Essa frase foi cunhada por Lília Moritz Schwarcz no livro “Dicionário da Escravidão e Liberdade” de 2018. Essa afirmação aos poucos é percebida pela classe pobre, que não por acaso é formada por negros ou descendentes deles. Nessa publicação a autora discute a importância da palavra e das expressões na manutenção de uma sociedade racista. Em um artigo recente da BBC são apontadas expressões racistas que foram incorporadas no vocabulário brasileiro. Dessa forma, estas falas racistas são naturalizadas reforçando o racismo latente do brasileiro.

Não sem intenção o Grupo Escravidão em São João del-Rei e Vertentes foi pensado. Entendendo o Brasil germinado nesse contexto racista, São João del-Rei e a região das Vertentes não fugiriam a regra. Dessa forma estudando a escravidão como um fenômeno maior, decidimos estudar o racismo e a escravidão tendo como base o contexto nacional.

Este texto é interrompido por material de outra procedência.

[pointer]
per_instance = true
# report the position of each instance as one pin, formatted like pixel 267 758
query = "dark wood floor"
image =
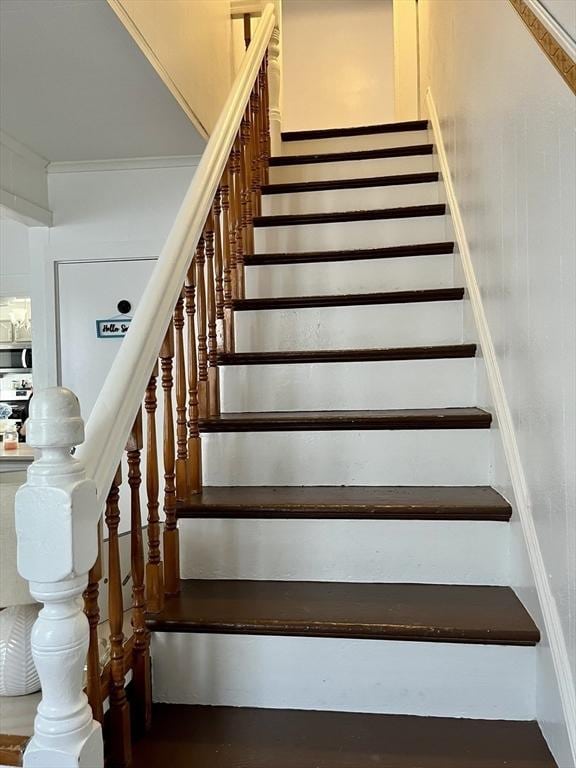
pixel 221 737
pixel 432 612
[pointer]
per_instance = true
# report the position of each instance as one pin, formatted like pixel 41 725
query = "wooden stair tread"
pixel 341 502
pixel 358 130
pixel 233 737
pixel 402 418
pixel 290 187
pixel 347 355
pixel 308 257
pixel 358 154
pixel 420 612
pixel 350 299
pixel 334 217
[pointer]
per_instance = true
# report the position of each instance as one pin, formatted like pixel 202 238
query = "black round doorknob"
pixel 124 306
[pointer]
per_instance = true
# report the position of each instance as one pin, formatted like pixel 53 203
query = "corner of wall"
pixel 556 692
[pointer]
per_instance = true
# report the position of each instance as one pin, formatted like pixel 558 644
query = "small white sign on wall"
pixel 113 329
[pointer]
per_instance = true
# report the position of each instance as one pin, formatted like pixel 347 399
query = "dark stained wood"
pixel 171 545
pixel 361 154
pixel 370 181
pixel 347 355
pixel 154 565
pixel 141 704
pixel 351 299
pixel 335 217
pixel 290 421
pixel 118 719
pixel 391 252
pixel 12 749
pixel 415 612
pixel 349 503
pixel 360 130
pixel 231 737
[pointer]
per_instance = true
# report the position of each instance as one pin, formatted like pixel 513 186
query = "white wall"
pixel 14 257
pixel 508 122
pixel 99 214
pixel 189 44
pixel 338 63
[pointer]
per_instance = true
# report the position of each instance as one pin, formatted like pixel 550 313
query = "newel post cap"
pixel 55 420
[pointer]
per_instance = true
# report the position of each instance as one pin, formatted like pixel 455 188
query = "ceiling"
pixel 75 86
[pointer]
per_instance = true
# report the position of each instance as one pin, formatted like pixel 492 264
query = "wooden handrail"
pixel 114 412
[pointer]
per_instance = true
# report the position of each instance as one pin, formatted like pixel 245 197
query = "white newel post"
pixel 274 86
pixel 56 522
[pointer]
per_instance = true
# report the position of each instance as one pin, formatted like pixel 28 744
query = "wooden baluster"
pixel 154 566
pixel 92 611
pixel 202 323
pixel 246 186
pixel 213 383
pixel 119 736
pixel 181 391
pixel 255 148
pixel 171 544
pixel 228 244
pixel 236 255
pixel 264 121
pixel 194 445
pixel 219 264
pixel 141 681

Nesse contexto, nossa Democracia racial sempre esteve próxima de um 'apartheid' racial. Não buscaram entender e “trabalhar” a população na percepção como um todo. Sem que parte da população – a negra e indígena – fossem consideradas inferiores pelos brancos. Buscou-se por uma decisão de cima para baixo, jogar para debaixo do tapete séculos de situações mal resolvidas, determinando que fossem esquecidas. Não foi uma solução inteligente pois o racismo estava eivado na sociedade.

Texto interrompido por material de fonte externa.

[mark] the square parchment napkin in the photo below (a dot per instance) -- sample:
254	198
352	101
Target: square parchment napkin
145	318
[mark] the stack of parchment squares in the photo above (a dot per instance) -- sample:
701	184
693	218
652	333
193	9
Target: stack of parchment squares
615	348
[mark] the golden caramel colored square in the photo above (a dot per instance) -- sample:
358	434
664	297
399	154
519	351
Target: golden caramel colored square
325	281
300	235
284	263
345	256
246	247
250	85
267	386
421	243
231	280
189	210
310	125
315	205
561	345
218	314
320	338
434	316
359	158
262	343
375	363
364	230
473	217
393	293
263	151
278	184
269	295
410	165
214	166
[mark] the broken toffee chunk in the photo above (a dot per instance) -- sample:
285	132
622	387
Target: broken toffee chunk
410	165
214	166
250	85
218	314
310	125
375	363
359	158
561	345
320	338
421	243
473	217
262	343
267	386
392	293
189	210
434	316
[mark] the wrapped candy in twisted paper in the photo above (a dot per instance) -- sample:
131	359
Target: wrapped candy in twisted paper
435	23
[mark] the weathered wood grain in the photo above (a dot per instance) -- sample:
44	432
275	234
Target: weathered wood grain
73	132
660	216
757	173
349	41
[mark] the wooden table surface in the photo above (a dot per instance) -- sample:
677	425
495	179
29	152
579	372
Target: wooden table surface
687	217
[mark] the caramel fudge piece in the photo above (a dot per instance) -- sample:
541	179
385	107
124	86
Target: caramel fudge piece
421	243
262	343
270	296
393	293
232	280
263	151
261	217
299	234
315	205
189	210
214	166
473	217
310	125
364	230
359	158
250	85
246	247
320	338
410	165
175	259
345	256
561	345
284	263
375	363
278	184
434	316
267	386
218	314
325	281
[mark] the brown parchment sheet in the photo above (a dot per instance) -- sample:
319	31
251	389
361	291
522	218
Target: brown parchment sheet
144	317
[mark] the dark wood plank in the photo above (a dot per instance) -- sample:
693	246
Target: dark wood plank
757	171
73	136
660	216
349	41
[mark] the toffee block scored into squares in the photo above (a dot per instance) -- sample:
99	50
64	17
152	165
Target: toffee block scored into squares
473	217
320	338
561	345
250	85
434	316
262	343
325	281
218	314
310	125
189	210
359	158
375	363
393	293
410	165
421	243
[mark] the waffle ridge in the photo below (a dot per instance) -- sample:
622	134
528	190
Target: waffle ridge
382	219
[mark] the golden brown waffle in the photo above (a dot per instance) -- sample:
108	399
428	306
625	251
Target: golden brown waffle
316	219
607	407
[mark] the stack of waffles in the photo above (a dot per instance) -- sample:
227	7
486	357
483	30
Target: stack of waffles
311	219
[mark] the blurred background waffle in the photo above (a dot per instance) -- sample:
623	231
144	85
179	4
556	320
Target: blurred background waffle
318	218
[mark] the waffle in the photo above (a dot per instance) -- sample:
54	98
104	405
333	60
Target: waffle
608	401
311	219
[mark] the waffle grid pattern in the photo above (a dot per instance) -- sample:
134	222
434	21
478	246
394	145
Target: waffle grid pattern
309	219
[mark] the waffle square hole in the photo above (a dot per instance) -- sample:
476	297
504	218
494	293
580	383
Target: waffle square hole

Quando da “Abolição da escravatura” as desigualdades sociais tornaram-se evidentes, a classe política precisou justificar a exploração escancarada das classes pobres, um Darwinismo racial – pseudociência - que embasou os discursos racistas desde então. Ora, se já não existisse esse pendor racista, a sociedade refutaria esse discurso. Partiram para a tentativa do ”branqueamento” da população. O que percebemos é que a escravidão não havia sido digerida e superada na “Lei Áurea”, buscou outra forma de justificar a exploração do negro. Aos negros foi negada a cidadania, mesmo pela República. Negros não podiam ser alfabetizados, terem propriedades e continuaram a ser mão de obra para trabalhos pesados ou domésticos. De forma concomitante, trouxeram imigrantes europeus para ‘tirar’ o defeito da cor com o claro intuito de “branquear” a população de grande parte negra, índios, mestiços das duas raças, além de descendentes de portugueses nascidos aqui. Atestando que o branco europeu seria uma raça superior, em detrimento dos outros povos.

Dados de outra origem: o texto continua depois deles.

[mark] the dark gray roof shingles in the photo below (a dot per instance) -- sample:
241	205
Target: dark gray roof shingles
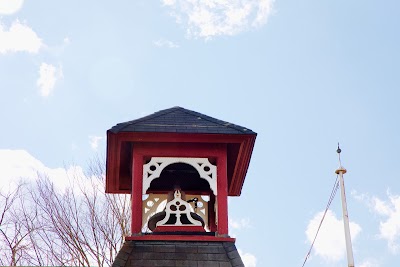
180	120
178	253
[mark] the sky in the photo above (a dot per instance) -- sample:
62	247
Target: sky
304	75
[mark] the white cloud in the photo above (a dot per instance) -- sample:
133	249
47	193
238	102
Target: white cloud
369	263
330	243
249	260
165	43
94	141
8	7
389	229
239	224
209	18
19	164
48	75
19	38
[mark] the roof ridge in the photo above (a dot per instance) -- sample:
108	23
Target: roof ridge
218	121
149	117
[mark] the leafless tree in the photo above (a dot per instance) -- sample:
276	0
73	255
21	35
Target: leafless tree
77	225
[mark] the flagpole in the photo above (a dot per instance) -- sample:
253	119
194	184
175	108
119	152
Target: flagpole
341	171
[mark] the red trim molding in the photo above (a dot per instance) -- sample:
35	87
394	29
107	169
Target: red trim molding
182	238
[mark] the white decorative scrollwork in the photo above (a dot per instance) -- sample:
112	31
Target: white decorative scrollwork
157	202
177	207
153	169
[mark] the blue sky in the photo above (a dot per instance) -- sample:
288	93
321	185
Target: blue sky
304	75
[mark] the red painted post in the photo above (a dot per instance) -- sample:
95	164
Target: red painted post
222	197
137	181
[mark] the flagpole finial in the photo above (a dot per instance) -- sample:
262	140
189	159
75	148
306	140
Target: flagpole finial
338	150
340	169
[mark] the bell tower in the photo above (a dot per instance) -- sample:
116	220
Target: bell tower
179	166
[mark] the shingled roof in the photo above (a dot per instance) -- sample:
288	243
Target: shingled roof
178	253
180	120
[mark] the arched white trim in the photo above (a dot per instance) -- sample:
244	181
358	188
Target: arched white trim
153	169
179	207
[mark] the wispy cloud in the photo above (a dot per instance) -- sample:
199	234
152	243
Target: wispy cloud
210	18
248	259
239	224
165	43
19	164
19	38
389	210
48	76
8	7
94	141
330	243
369	263
389	228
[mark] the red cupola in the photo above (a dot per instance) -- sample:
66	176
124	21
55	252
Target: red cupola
180	166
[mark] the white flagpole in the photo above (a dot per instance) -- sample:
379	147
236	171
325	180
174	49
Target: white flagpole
340	171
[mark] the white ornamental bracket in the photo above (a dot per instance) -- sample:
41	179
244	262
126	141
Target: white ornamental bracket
177	207
153	169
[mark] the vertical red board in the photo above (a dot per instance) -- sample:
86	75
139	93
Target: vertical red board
137	187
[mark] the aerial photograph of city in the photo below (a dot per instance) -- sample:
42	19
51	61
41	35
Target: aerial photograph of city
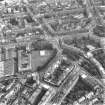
52	52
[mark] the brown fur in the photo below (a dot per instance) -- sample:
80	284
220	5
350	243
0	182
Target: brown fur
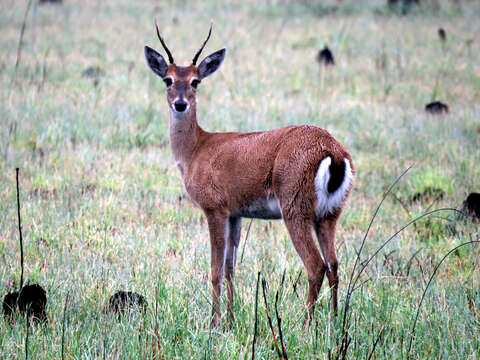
223	172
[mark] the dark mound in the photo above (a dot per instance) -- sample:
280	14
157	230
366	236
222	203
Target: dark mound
93	72
403	5
436	108
442	34
428	194
471	206
325	56
10	304
31	300
122	301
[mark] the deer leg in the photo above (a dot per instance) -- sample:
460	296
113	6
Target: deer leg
325	230
234	225
218	228
300	231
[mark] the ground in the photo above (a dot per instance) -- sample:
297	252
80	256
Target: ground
103	207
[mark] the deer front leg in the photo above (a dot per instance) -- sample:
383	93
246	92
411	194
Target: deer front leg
217	226
233	237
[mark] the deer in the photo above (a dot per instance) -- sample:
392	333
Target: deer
300	174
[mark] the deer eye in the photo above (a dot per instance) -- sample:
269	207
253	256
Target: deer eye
194	83
168	81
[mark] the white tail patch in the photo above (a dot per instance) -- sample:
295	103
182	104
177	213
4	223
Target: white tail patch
327	202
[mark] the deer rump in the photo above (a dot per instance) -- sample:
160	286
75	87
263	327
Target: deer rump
263	175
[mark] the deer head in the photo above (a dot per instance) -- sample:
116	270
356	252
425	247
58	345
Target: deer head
182	81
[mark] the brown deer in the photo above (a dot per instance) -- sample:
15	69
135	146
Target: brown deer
300	174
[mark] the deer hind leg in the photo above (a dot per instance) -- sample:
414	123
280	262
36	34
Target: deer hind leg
233	238
218	228
325	230
300	231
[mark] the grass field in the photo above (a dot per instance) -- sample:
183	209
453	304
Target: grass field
103	206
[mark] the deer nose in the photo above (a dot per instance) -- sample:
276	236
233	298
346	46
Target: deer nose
180	105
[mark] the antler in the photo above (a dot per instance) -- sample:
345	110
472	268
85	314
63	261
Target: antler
170	57
195	58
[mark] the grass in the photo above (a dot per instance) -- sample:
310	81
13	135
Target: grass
103	206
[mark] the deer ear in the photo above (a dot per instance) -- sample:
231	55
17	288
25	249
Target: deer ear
156	62
211	63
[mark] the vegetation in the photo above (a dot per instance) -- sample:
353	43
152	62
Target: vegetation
104	209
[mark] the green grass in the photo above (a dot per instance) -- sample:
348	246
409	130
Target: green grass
103	205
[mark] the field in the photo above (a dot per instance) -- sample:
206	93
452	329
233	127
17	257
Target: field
103	207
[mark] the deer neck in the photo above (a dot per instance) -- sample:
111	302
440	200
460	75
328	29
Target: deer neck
184	135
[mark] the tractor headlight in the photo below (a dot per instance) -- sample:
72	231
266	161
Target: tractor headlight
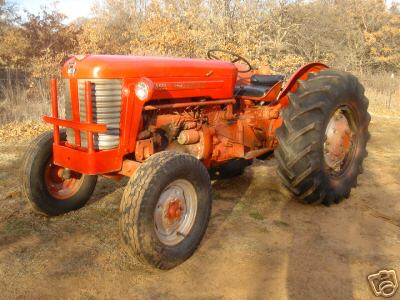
144	89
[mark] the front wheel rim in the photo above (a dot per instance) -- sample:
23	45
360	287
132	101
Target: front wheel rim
57	185
175	212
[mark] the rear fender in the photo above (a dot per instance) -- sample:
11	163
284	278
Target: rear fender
301	74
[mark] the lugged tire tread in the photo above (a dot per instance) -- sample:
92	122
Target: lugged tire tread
297	153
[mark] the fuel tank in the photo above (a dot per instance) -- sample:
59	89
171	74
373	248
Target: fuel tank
173	77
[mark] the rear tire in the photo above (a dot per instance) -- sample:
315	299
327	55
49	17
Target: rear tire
46	194
157	233
307	164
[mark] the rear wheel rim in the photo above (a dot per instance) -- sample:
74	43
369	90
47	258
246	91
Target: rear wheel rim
57	185
175	212
340	141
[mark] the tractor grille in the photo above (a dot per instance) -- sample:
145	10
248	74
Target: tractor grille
106	108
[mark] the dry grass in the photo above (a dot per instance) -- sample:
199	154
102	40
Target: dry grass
21	102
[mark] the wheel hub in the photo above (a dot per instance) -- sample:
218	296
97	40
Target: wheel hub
175	212
58	185
338	141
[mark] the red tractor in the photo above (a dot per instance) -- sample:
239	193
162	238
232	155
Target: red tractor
170	123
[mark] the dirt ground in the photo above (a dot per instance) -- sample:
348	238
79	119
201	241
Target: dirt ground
261	243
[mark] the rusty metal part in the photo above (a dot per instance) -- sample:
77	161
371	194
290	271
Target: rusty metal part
188	104
175	212
189	125
144	148
338	141
188	137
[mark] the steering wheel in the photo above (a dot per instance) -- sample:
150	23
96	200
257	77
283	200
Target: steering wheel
212	54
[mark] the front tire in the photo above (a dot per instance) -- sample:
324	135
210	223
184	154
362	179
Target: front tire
322	142
43	184
165	209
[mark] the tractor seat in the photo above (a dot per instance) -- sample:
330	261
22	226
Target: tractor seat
259	85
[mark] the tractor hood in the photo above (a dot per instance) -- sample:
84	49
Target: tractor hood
118	66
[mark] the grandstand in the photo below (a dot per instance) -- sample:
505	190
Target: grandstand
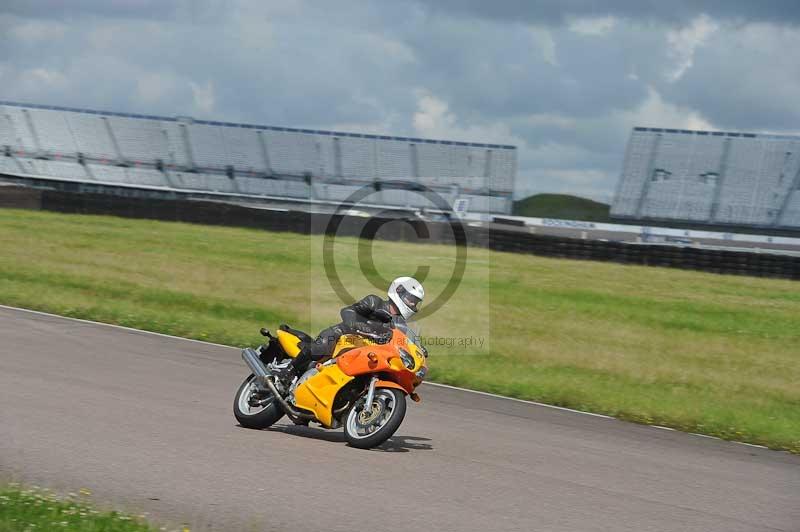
710	177
184	155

Hoje assistimos o resultado, dessa 'pecha da impureza' na crescente desigualdade. No olhar desconfiado dos bairros de classes média e alta, que ao 'empurrar' as populações pobres para as margens da sociedade, relega a eles, um tratamento igual ao dispensado aos negros desde o início marginalizados. Bairros populares sem investimento em educação, em saúde, em infra-estrutura e segurança, são locais de 'batidas' policiais e com freqüentes vítimas de balas perdidas ou de exploração por milícias. Aqui, o policial pobre - muitas vezes negro - se vê como autoridade impondo aos iguais o autoritarismo e o racismo que sofre na instituição. Trata vizinho como suspeitos, bandidos ‘matáveis’ e, se esquece que só é mais uma peça nesse jogo que todos têm em si um alvo tatuado.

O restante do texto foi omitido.